Hillary Rodham Clinton
Secretary of State
InterContinental Hotel
New York City
September 24, 2012

Thank you for those introductory remarks and for the work that she and her council are doing. And it’s wonderful to welcome all of you here for the launch of the Equal Futures Partnership. I’m looking forward to hearing from the leaders on the platform, who will be making specific pledges along the lines of what the United States is making, as Valerie has described.

There are so many people in this room who have played a major role in the furtherance of economic development for all people, and in particular for women and girls. And I want to mention several countries who are represented, who have signed letters of intent to join the Equal Futures Partnership at our next meeting in April: Latvia, Thailand, Croatia, Italy, and Belgium.

And I’m grateful to the World Bank for agreeing to host that next meeting, where we can share progress and compare results.

I’m also pleased that many of us gathered here today were at an event hosted by UN Women and Michelle Bachelet, who is on the stage with us, dedicated to increasing women’s political participation worldwide. We signed a joint declaration affirming the importance of women to democracy, sustainable development, security, and peace, and I’m pleased that many of the leaders who signed that declaration are with us.

I said then that this work, ensuring that women are equal partners, as they should be, and are free to realize their own God-given potential, was one of the great pieces of unfinished business of the 21st century. With this Equal Futures Partnership, we are taking an important step toward trying to finish that business.

Through this initiative, governments from around the world are making concrete commitments to support women in two key areas: political participation and economic opportunity. Those are mutually reinforcing, so I’m pleased we are addressing them together, because we know that when women participate fully in their governments and economies, they and their families benefit, but so do their communities, their countries, and even the world as a whole.
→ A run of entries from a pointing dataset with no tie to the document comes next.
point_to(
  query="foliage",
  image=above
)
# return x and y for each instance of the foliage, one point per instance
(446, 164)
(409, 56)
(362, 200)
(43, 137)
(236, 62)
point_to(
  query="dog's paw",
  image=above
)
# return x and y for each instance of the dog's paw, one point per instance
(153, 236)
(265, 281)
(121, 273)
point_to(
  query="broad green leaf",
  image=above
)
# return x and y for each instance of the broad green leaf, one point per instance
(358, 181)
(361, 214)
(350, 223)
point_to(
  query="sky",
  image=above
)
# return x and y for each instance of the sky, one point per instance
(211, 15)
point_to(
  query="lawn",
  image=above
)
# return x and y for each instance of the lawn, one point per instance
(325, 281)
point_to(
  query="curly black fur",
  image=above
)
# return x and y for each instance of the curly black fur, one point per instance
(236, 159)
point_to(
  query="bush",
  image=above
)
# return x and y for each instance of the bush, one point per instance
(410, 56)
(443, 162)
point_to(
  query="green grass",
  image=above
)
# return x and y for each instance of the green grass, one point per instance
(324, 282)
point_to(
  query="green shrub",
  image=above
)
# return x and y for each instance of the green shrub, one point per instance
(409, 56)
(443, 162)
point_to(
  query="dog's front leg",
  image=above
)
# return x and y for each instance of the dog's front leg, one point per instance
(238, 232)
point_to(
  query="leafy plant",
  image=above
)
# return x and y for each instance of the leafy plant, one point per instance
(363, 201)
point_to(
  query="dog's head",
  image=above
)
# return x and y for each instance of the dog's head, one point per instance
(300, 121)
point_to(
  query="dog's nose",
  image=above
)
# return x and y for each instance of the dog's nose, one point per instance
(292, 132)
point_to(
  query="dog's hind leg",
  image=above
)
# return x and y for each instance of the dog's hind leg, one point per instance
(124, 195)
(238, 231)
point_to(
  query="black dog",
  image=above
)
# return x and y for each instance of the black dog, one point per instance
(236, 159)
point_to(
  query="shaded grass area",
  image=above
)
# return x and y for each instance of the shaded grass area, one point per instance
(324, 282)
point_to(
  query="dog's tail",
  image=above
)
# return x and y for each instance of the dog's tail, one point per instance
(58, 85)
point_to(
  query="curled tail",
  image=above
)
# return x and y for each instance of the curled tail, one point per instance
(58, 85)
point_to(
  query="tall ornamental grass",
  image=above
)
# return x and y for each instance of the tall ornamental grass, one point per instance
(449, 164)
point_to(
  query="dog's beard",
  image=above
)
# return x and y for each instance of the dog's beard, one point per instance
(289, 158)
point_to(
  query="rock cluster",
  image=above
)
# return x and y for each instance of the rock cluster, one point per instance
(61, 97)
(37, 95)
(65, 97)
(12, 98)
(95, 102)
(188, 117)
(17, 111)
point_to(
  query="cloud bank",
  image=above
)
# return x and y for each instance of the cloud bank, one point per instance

In democracies, all people – women and men – have an equal voice and an equal vote and an equal chance to run for office and to serve their fellow citizens. In thriving economies, all people have an equal opportunity to start a business, own property, earn a fair wage, and support their families. And in stable and peaceful societies, all people’s human rights and fundamental freedoms are respected equally.

So if we want to support strong democracies, thriving economies, and stable, peaceful societies worldwide, we must support women and girls. And that means focusing on a wide range of issues – from working to improve women’s leadership in industries where they are currently underrepresented, as Australia has pledged to do in the mining and construction industries, to enforcing and strengthening laws that guarantee women’s equal political participation, as Senegal has committed to do, to addressing once and for all the problem of nationality laws that discriminate against women and leave they and their families vulnerable to abuse and exploitation.

Now, all the commitments we are making today are voluntary, so we are called to hold each other accountable. We need to be transparent about both our successes and our struggles, so we can learn from one another what works and what doesn’t. None of us has all the answers, but together we can make real, measurable progress.

But I hasten to add this cannot be the work of governments alone. We need the private sector and civil society to bring their resources, ingenuity, and commitment to the effort. And I am particularly grateful to the private sector partners who have joined us today.

You just heard from Valerie about the commitments the United States is making. Let me mention one additional initiative. I’m pleased to announce that the State Department and American University, along with the Organization of Pakistani Entrepreneurs of North America and our counterparts in Pakistan, are founding the U.S.-Pakistan Women’s Council to promote economic opportunities for women in Pakistan. The Council will connect businesses, universities, and individual donors in both the United States and Pakistan. And I’m very pleased that Pakistan’s Ambassador to the United States is here with us today.

There’s really no limit to what our imaginations can devise as to what we can do in supporting the Equal Futures Partnership. We know that there is economic data, health and social science data that demonstrates clearly now is the time, and investing in women and girls is a smart strategy. As Valerie said, President Obama is personally committed to this effort. And I’m very pleased that we have a strong, robust set of initiatives. And I’m proud to stand with all of you as we launch this new, important global partnership.

Let me also recognize that there are a number of other countries in the audience, including the President of Kosovo who is here, the Prime Minister of Jamaica, foreign ministers, and others. And we look forward to welcoming them in the future to the Equal Futures Partnership. So let’s get started.

Let me turn now to His Excellency, Dr. Boni Yayi, the President of the Republic of Benin.